This Blog was written by Emily Racine, Estate and Trust Consultant with Scotia Wealth Management
There is no doubt that a will is a deeply personal and intensely private document. Your estate plan may not be something you wish to share with the public at large. However, are there certain people you should share your estate plan with while you are still alive? What are the potential pitfalls of keeping the contents of your will private until your death?

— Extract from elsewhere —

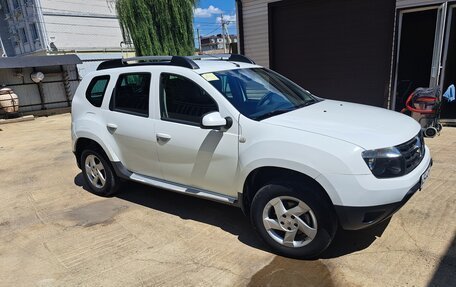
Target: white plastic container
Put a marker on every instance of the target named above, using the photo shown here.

It is understandable that testators want to keep private information private – even from family members. However, when we are speaking about an estate plan, sometimes privacy needs to take a backseat to planning
In my experience as an estate planner, one of the best ways of avoiding family conflict and encouraging a smooth estate administration is ensuring that all family members know ahead of time what their parents’ estate plan is. The highest chance for conflict, in my opinion, is when the will is read after the death of a parent and the children are surprised by what they read. Having a family meeting now to ensure the beneficiaries are on the same page can save your executor and your family from a breakdown later.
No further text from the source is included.